Friday, October 16, 2009
Nizamuddin Basti
Here are some photos of Nizamuddin Basti, a poor Muslim quarter that grew out of a 14th century Sufi village (where I go to teach English to girls from the neighborhood).
go here: http://www.flickr.com/photos/thaliag/sets/72157622566869586
Sunday, October 11, 2009
visits from the policewallah
Local police officers watching fireworks for the festival of Dussehra.
Every once in a while, we get a visit from our local police officer. He drives up on his motorcycle, his bushy mustache twitching, his facial expression a mix of determination and slight bewilderment. Minutes later the doorbell rings, and he and our landlord are standing in front of the door.
"He needs two copies of your visa and passport," Sanjay (our landlord) says. The police officer nods vigorously and his mustache twitches.
We dash into our rooms to retrieve some copies of our slowly diminishing stash of photocopies of every single documentation we have ever owned. Triumphantly, we emerge with several slightly tattered (that's what happens when you wade through knee-deep monsoon water) photocopies, which the police officer proceeds to turn upside-down and stare at. He finally nods and leaves.
Five minutes later, the doorbell rings again. This time, Sanjay and the police officer march into our apartment and sit down at our dining room table. The police officer, speaking rapid-fire Hindi, hands us the police registration forms we had to fill out when we moved into our apartment 5 weeks ago. He points to a part of the form we forgot to fill out, which goes something like this:
Village:
Village Police Office:
Village Post Office:
(A third of the form is devoted to physical features. It goes something like this (with my responses):
Mustache: no Face: small, round Hair: brown Eyes: brown Identification Mark: USA)
So, Kyle and I write down our respective villages (the small farming village of Zehlendorf, Berlin and the remote tribal area known as Palos Verdes, Los Angeles) and our post office and police offices ("Zehlendorf Police Office"; "Zehlendorf Post Office"). Meanwhile the police officer is looking at the "permanent address" part of Kyle's form with a very confused look on his face.
"This California -- is it district? A country?" he says.
"Oh, it's a state -- like Maharashtra," Kyle explains.
The police officer seems unsatisfied. More discussion in rapid-fire Hindi ensues between our landlord and the police officer on the status of California. Perhaps it is a separatist region? Finally, after much time spent wrinkling his forehead and asking us for five more passport photos, the police officer and the landlord leave, but not before explaining to us the reason of this surprise inspection.

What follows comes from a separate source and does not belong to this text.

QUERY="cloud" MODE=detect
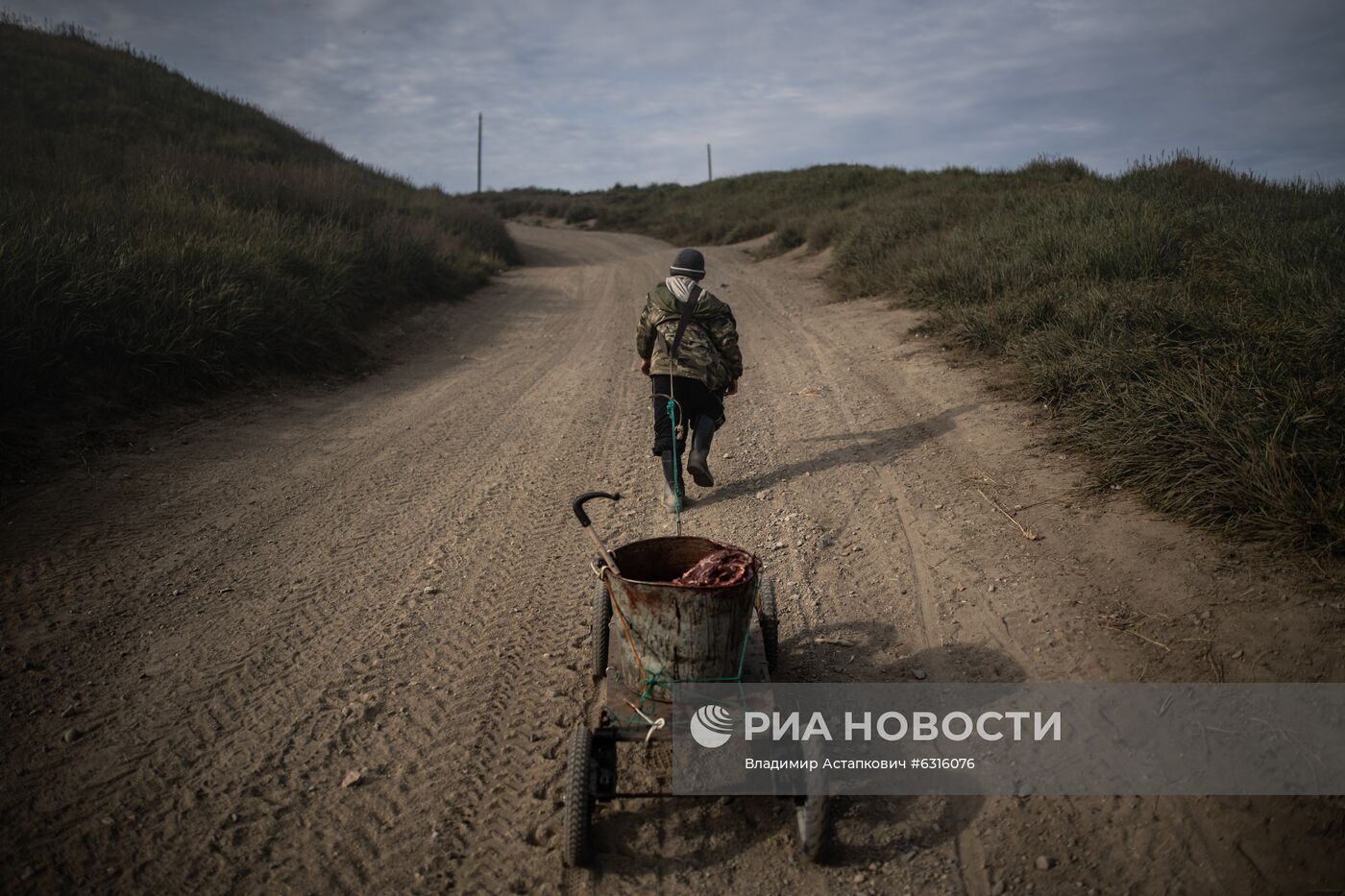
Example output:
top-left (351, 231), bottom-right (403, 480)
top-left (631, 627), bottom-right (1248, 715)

Apparently Delhi is on red alert for terrorist attacks. So, the Lajpat Nagar Police are understandably concerned about foreigners' safety. Should anything happen, I am sure contacting my local post office in Germany via snail mail will guarantee my safety.
In general, security measures in Delhi are a parade of formalities with a whole lot of thin air behind them. Almost every public place (popular restaurants, markets) has a dinky-looking metal detector at the entrance. I've never seen them turned on once. The Delhi metro has much more enhanced security, but a recent encounter I had with a security guard made me think otherwise. I had my huge camera in my purse, which was being screened by a sleepy-looking security guard. As it came out, he looked at me with a big grin and said: "Camera, right?" I flashed him a big smile and said: "Yes, yes!" Of course.